25 febbraio 2020
Aggiornato 14:00
Rifiuti e incendi

La Terra dei Fuochi del nord Italia: le mani della mafia sui roghi dei rifiuti

Un nuovo tipo di estorsione sta ricattando le aziende che operano nel settore dei rifiuti. Data l’incidenza anomala del fenomeno la domanda appare retorica, e la risposta è scontata: sì

Un rogo di rifiuti nel nord Italia
Un rogo di rifiuti nel nord Italia ANSA

TORINO - Forse sarebbe necessario cominciare a chiamare le cose con il proprio nome: la "Terra dei Fuochi del nord». In queste ore, per l’ennesima volta, un’azienda della cintura torinese sta bruciando: un odore acre, che irrita l’apparato respiratorio, ammorba la zona ovest della città. Le autorità rassicurano, e così fa l’Arpa: non ci sono pericoli per la salute umana. Sarà, ma il problema rimane, anche perché le ceneri generate dalla combustione di rifiuti derivanti da polimeri danno origine non solo alla tragicamente famosa diossina, ma anche a polveri sottili che penetrano fin del dentro il Dna umano, alterandolo ed esponendolo a mutazioni potenzialmente cancerogene. Il 5 aprile scorso, e successivamente il 12, un incendio si è verificato a La Loggia, sempre in provincia di Torino: situazione identica a quanto sta avvenendo a Pianezza. Nell’agosto del 2016 divampò invece un immenso rogo presso la Teknoservice di Piossasco, devastando un immenso deposito di rifiuti. Secondo il Sole 24 Ore in numeri di roghi che ha devastato impianti di gestione dei rifiuti, di solito plastici, è pari a cento sul territorio nazionale. Un numero che evidenzia la volontà di agire in tal senso. Le fiamme hanno imperversato prettamente nel nord Italia, con particolare accanimento in Lombardia, Veneto e Piemonte.

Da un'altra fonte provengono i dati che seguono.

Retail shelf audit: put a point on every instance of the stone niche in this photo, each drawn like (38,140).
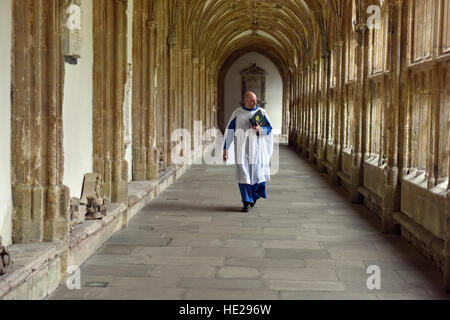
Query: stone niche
(5,259)
(254,79)
(93,197)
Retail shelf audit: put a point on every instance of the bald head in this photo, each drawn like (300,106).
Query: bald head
(250,100)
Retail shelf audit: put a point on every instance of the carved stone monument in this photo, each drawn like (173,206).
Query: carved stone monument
(254,79)
(77,212)
(5,259)
(94,197)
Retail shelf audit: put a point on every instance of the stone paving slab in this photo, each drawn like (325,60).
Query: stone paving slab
(306,242)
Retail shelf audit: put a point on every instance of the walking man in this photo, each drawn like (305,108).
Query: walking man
(250,130)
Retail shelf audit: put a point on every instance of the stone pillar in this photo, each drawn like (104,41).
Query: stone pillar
(322,150)
(110,72)
(172,119)
(391,193)
(41,201)
(186,105)
(356,170)
(447,241)
(335,162)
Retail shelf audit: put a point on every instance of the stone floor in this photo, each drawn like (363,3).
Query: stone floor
(306,242)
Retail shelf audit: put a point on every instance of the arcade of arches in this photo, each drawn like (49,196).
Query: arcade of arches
(366,100)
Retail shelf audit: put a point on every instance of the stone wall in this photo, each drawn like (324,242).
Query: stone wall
(5,122)
(379,120)
(274,88)
(77,109)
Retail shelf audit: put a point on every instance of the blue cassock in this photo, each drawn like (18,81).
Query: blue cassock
(249,192)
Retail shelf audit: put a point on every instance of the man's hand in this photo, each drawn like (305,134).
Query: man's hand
(258,129)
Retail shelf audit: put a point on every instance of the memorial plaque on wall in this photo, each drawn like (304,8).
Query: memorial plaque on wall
(254,79)
(72,31)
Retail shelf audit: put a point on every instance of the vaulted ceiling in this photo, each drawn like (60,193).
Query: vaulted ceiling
(288,29)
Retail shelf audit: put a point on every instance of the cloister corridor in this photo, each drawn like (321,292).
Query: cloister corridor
(307,241)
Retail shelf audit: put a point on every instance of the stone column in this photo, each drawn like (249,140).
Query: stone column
(110,72)
(314,123)
(391,194)
(447,241)
(338,127)
(356,170)
(172,42)
(41,201)
(322,150)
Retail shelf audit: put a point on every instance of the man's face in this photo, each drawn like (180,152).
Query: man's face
(251,101)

Una nuova Terra dei Fuochi
Una nuova terra dei fuochi sta mettendo a rischio la salute delle zone più popolate d’Italia, incidendo non solo in forma diretta, ma inquinando anche il suolo su cui operano allevatori e agricoltori. Un elemento accomuna questa fenomeno: gli incendi non sono generati da autocombustione, ma quasi sempre sono dolosi. «Pensiamo che il fenomeno debba essere monitorato: la preoccupazione è che appena vengono messi in discussione interessi o posizioni consolidate, il sistema di illegalità, connivenza, corruzione, reagisce mostrando il suo volto violento», si legge in un dossier dell’Osservatorio Ambiente e Legalità di Legambiente Veneto. In una dichiarazione rilasciata a Il Fatto Quotidiano il pubblico ministero Roberto Pennisi, magistrato della Direzione nazionale antimafia esperto di crimini ambientali, disse: «Le imprese che trattano rifiuti hanno interesse ad acquisirne il più possibile, perché più acquisiscono, più aumentano gli introiti». Il problema viene dopo: «Oggi in Italia c’è una gestione dei rifiuti deviata, in cui la regola è questa: il rifiuto meno lo tocchi più guadagni. Ragione per la quale l’interesse di chi ha acquisito i rifiuti sarebbe quello di portare tutto in discarica». Ma poiché la normativa ambientale prevede la necessità di trattamento, e dunque costi, «per evitare di toccare questi rifiuti tante volte arriva il benedetto fuoco. Quello che brucia va in fumo e il fumo non si tocca più»

Gestione rifiuti per fare affari
Cosa sta succedendo? Un nuovo tipo di estorsione sta ricattando le aziende che operano nel settore dei rifiuti. Data l’incidenza anomale del fenomeno la domanda appare retorica, e la risposta è scontata: sì. Perché non emergono indagini in tal senso, atte a comprendere la reale portata del fenomeno? Consapevoli dell’immenso volume d’affari che ruota intorno alla gestione dei rifiuti, nonché del profondo radicamento della malavita dedita a questo tipo di affari, sarebbe opportuno l’approfondimento delle istituzioni, non sono inquirenti, proporzionale al tipo di problema che sta emergendo in tutta la sua pericolosità.